His strops over minor things like cups and bins are far less understandable and he needs to stop being so highly strung.

But if he’s a city fan - I’d cut him some slack tonight. His stress levels will have been through the absolute roof. It was a major game which got so heated that the players ended up in a mass brawl at the end.

But it's not the same as someone having road rage over an incident that they are present at, surely? I mean road rage is inappropriate too but I can understand why someone may become angry or cross by someone physically affecting their car/driving.

But, as you say yourself, this is a GAME. He isn't involved in the game physically. He isn't one of the players in the pitch at the time. He isn't even there in the crowd. He is sat in the sofa watching a TV screen.

Football should never be an excuse for inappropriate behaviour from anyone. It's true that domestic violence cases increase when England play football, and even in specific areas when certain teams play. Other violence is also increased, but domestic violence more so. And this is almost always male violence, and often towards women.

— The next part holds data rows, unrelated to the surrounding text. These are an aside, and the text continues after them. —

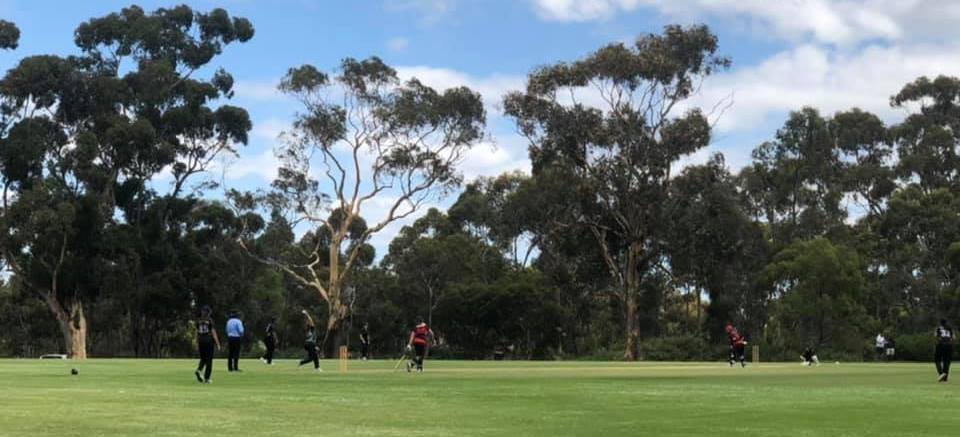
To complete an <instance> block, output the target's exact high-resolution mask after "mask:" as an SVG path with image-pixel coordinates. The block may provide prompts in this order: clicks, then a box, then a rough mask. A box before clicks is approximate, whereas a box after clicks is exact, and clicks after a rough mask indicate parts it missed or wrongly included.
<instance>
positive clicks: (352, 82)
mask: <svg viewBox="0 0 960 437" xmlns="http://www.w3.org/2000/svg"><path fill="white" fill-rule="evenodd" d="M280 89H281V91H283V92H285V93H287V94H288V95H290V96H292V97H294V98H295V99H297V100H298V101H299V102H300V103H301V104H302V106H303V111H302V112H301V113H299V114H298V115H297V117H296V120H295V121H294V124H293V127H292V129H291V131H290V132H288V133H287V134H286V141H285V142H284V144H283V145H282V146H281V147H279V148H278V155H279V156H280V158H281V161H282V165H281V168H280V170H279V175H278V178H277V179H276V180H275V181H274V183H273V186H272V187H273V188H272V190H271V192H270V193H268V194H267V195H265V196H261V197H260V198H261V199H263V200H264V201H265V202H266V203H264V204H260V205H261V206H264V205H269V206H268V209H270V210H271V211H274V212H277V211H280V212H282V214H281V215H283V216H284V217H285V218H286V220H287V221H288V222H290V223H293V224H300V223H309V225H310V226H311V227H312V228H313V229H315V232H314V233H315V234H316V235H323V236H324V238H323V239H318V240H317V241H316V244H312V245H309V244H307V245H302V250H301V251H300V253H299V254H297V255H296V256H291V257H265V256H261V255H260V254H258V253H257V252H256V251H255V250H252V249H253V248H252V247H251V246H250V245H249V244H247V240H249V239H250V238H251V237H253V236H254V234H255V233H256V231H257V229H256V228H254V227H251V228H250V229H249V230H248V232H247V235H245V236H244V237H243V238H242V239H241V242H242V243H243V244H245V247H248V249H251V250H250V253H251V255H253V256H255V257H256V258H257V259H259V260H261V261H263V262H265V263H268V264H271V265H274V266H276V267H277V268H279V269H281V270H283V271H284V272H286V273H287V274H288V275H290V276H291V277H293V278H294V279H295V280H296V281H297V282H298V283H299V284H300V285H301V286H303V287H305V288H308V289H310V290H312V291H313V292H315V293H316V295H317V296H318V297H319V298H320V299H321V300H322V301H323V302H325V303H326V304H327V322H326V326H325V328H326V335H325V341H324V342H325V343H326V344H327V345H328V346H333V345H332V344H331V341H340V340H342V338H340V339H337V337H338V335H340V334H341V333H340V331H341V328H342V325H343V323H344V321H345V320H346V319H347V316H348V314H349V305H348V304H347V301H346V300H345V293H344V292H345V291H347V290H351V288H347V287H346V284H347V282H348V277H349V275H350V272H351V271H352V270H353V269H354V268H356V267H357V264H358V262H360V261H362V259H363V254H364V253H369V244H368V242H369V241H370V238H371V237H372V236H373V235H375V234H376V233H378V232H381V231H383V230H384V229H385V228H387V226H389V225H390V224H392V223H396V222H397V221H398V220H402V219H404V218H406V217H409V216H411V215H412V214H414V213H416V212H417V211H418V210H420V209H421V208H422V207H423V206H424V205H425V204H426V203H427V202H429V201H431V200H434V199H436V198H438V197H439V196H442V195H445V194H448V193H450V192H451V191H452V190H453V189H454V188H456V187H457V186H459V184H460V182H461V181H462V176H461V175H460V174H459V172H458V171H457V165H458V164H459V163H460V162H461V160H462V159H463V157H464V154H465V153H466V152H467V151H468V150H469V149H470V148H471V147H473V146H474V145H475V144H476V143H477V142H478V141H479V140H480V139H481V138H482V136H483V129H484V122H485V112H484V109H483V104H482V101H481V98H480V95H479V94H477V93H476V92H474V91H471V90H470V89H468V88H466V87H457V88H451V89H447V90H445V91H442V92H441V91H437V90H435V89H433V88H430V87H428V86H426V85H424V84H423V83H421V82H420V81H419V80H417V79H410V80H407V81H402V80H400V79H399V77H398V76H397V72H396V70H394V69H393V68H391V67H389V66H388V65H386V64H384V63H383V61H381V60H380V59H379V58H376V57H372V58H369V59H365V60H356V59H350V58H348V59H345V60H343V62H342V63H341V64H340V68H339V71H338V72H337V73H335V74H334V75H332V76H331V75H328V74H326V73H323V72H321V71H320V70H318V69H317V68H316V67H313V66H311V65H304V66H301V67H297V68H292V69H290V70H289V72H288V74H287V75H286V77H285V78H284V79H283V81H282V82H281V84H280ZM232 197H233V199H234V203H235V205H236V206H237V207H238V208H239V209H240V210H246V211H249V210H251V209H254V208H255V207H256V206H257V204H256V203H255V202H254V200H256V199H255V197H257V196H251V195H244V194H242V193H233V196H232ZM374 204H377V205H379V206H380V207H381V208H382V210H383V211H385V212H384V213H383V216H382V217H378V218H376V221H375V222H371V223H370V224H369V225H367V224H364V225H363V226H362V227H360V228H358V227H357V224H358V223H359V222H360V221H362V220H363V215H364V214H365V213H367V214H369V211H370V209H371V208H372V207H373V205H374ZM247 216H249V214H247ZM361 228H362V229H361Z"/></svg>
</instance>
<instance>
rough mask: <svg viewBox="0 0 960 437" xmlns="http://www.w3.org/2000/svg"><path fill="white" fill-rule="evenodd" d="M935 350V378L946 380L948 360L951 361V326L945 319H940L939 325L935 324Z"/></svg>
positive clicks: (948, 373) (951, 346)
mask: <svg viewBox="0 0 960 437" xmlns="http://www.w3.org/2000/svg"><path fill="white" fill-rule="evenodd" d="M936 336H937V350H936V353H935V354H934V362H935V364H936V366H937V375H939V376H938V377H937V380H938V381H940V382H947V379H948V378H949V377H950V362H951V361H953V328H951V327H950V324H948V323H947V320H946V319H940V326H937V330H936Z"/></svg>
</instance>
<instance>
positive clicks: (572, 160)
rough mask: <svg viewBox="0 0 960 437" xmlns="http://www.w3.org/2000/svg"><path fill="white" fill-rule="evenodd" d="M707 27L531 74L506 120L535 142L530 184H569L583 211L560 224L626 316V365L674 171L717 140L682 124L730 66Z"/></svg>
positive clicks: (612, 44) (510, 96)
mask: <svg viewBox="0 0 960 437" xmlns="http://www.w3.org/2000/svg"><path fill="white" fill-rule="evenodd" d="M717 48H718V47H717V38H716V36H714V35H713V33H711V32H710V30H709V29H708V28H707V27H706V26H693V27H686V28H685V27H681V26H668V27H666V28H665V30H664V32H663V33H662V34H660V35H654V34H651V35H646V36H642V37H640V38H638V39H637V40H636V41H635V42H634V43H633V44H631V45H629V46H628V45H625V44H622V43H617V44H611V45H608V46H606V47H603V48H601V49H600V50H597V51H596V52H594V53H592V54H590V55H588V56H587V57H585V58H583V59H581V60H579V61H576V62H572V63H558V64H554V65H549V66H546V67H543V68H540V69H538V70H536V71H534V72H533V73H532V74H530V76H529V78H528V80H527V88H526V90H525V91H524V92H514V93H510V94H508V95H507V96H506V97H505V99H504V107H505V111H506V113H507V114H508V115H510V116H512V117H513V118H514V119H515V120H516V122H517V125H518V127H519V130H520V132H521V133H522V134H523V135H525V136H526V137H527V138H528V139H529V141H530V158H531V161H532V164H533V177H534V178H538V177H549V178H554V179H556V178H557V175H558V174H559V175H561V176H560V177H559V180H564V181H566V183H565V184H564V185H565V187H557V189H562V190H573V191H574V193H573V194H574V195H575V197H576V199H577V202H578V204H577V207H576V208H571V209H569V210H568V211H567V213H566V214H565V216H564V217H557V218H556V220H557V221H558V224H559V225H561V226H568V227H569V226H578V227H585V228H586V229H588V230H589V231H590V233H592V234H593V236H594V238H595V242H596V244H597V245H599V247H600V249H601V253H602V255H603V259H604V262H605V264H606V267H607V270H608V272H609V274H610V276H611V278H612V280H613V282H614V284H615V285H614V287H615V292H614V294H615V295H616V297H617V298H618V300H619V301H620V303H621V305H622V308H623V310H624V327H625V332H624V344H625V348H624V353H623V358H624V359H626V360H635V359H637V358H638V356H639V342H640V322H639V316H640V314H639V311H638V310H639V308H638V307H639V302H640V301H641V299H640V297H641V296H640V294H641V290H642V286H643V283H644V279H645V277H646V276H647V275H649V274H650V272H651V271H652V270H653V269H654V268H655V267H656V265H657V263H658V262H659V261H660V260H661V259H662V258H663V257H662V252H663V250H662V248H661V246H662V240H663V238H664V235H663V234H664V233H665V226H664V221H665V220H668V219H669V218H667V217H664V216H663V206H662V205H663V204H664V203H665V202H664V201H665V200H666V198H667V195H668V189H669V186H670V181H671V175H670V171H671V167H673V166H674V165H675V164H676V163H677V161H678V160H679V159H680V158H681V157H682V156H684V155H687V154H690V153H693V152H695V151H697V150H699V149H701V148H703V147H705V146H706V145H707V144H708V143H709V141H710V123H709V121H708V120H707V116H706V115H705V114H704V113H703V112H702V111H700V110H698V109H692V110H688V111H687V112H686V113H683V114H681V115H679V116H678V115H677V113H678V112H680V111H679V109H680V105H681V104H682V103H683V102H684V100H686V99H687V98H688V97H690V95H691V94H692V93H694V92H695V91H696V90H697V89H698V87H699V85H700V84H701V82H702V80H703V79H704V78H705V77H706V76H709V75H710V74H712V73H713V72H714V71H716V70H717V69H722V68H726V67H727V66H729V64H730V61H729V60H728V59H727V58H725V57H722V56H718V55H717Z"/></svg>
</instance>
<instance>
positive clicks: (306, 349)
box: [298, 310, 323, 372]
mask: <svg viewBox="0 0 960 437" xmlns="http://www.w3.org/2000/svg"><path fill="white" fill-rule="evenodd" d="M301 313H303V316H304V317H306V319H307V320H306V324H307V339H306V341H305V342H304V344H303V348H304V349H306V350H307V357H306V358H304V359H302V360H300V366H298V368H299V367H303V366H304V365H305V364H307V363H309V362H311V361H313V371H314V372H322V371H323V369H321V368H320V355H319V354H317V325H316V324H314V323H313V318H312V317H310V313H308V312H307V310H303V311H301Z"/></svg>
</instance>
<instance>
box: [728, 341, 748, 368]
mask: <svg viewBox="0 0 960 437" xmlns="http://www.w3.org/2000/svg"><path fill="white" fill-rule="evenodd" d="M745 349H746V347H745V346H744V345H742V344H741V345H731V346H730V364H733V363H735V362H737V361H740V363H744V362H746V360H747V355H746V353H745V352H744V351H745Z"/></svg>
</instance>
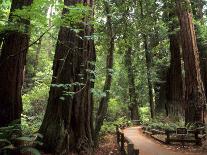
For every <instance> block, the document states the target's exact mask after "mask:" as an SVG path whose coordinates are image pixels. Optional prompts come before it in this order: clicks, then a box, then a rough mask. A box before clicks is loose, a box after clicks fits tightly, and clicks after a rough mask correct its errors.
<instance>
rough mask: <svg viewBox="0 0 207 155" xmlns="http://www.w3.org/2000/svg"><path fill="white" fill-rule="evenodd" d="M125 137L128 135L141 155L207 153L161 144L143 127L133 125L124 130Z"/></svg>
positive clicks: (184, 154) (177, 154) (198, 154)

When we excuse a grown adult male swearing and screaming at a TV screen, just because he doesn't like what's happening, then we start towards a dodgy route towards the rest of the aggression and violence.

Being annoyed and fed up, fine. Saying the odd word/comment, even swearing, towards the screen - not perfect but can be understandable. Screaming, shouting and using harsh swear words, whilst visitors are in the house as well and after other house members have asked for it to stop - very much inappropriate behaviour.

Abraxan · 14/04/2022 13:34

Why is almost always only football given the same 'protection' when it comes to accepting this level of aggressive shouting and swearing?

We wouldn't find it acceptable at a swimming competition, a netball match, a dressage event, a dance competition, etc would we?

FrankLampardsBrokenHand · 14/04/2022 15:26

I think its pretty weird that people are trying to compare watching football with watching snooker or a dance competition.

The kid is 15, so will no doubt hear or use the word cunt on a daily basis. That said, the chap should have modified his behaviour with guests being present.

I get very passionate watching my team play. Especially if we've been wronged (the fella who's wife called the ref a blind cheating cunt probably supports the same team as me). Much worse at the game, I've come away with a hoarse throat. You just get absorbed into it.

Obviously the real issue with the situation isn't him shouting at the telly. It's his overreacting to everyday occurrences. That isn't on, and nobody should have to live in fear of dropping something to avoid an earful.

Not entirely sure why the comments on DV are relevant to this post, as the OP hasn't said anything which alludes to him being violent, so as much as the stats paint a grim picture, the insinuation that being a passionate football supporter means you're going to take your temper out on someone with your fists is really not well placed.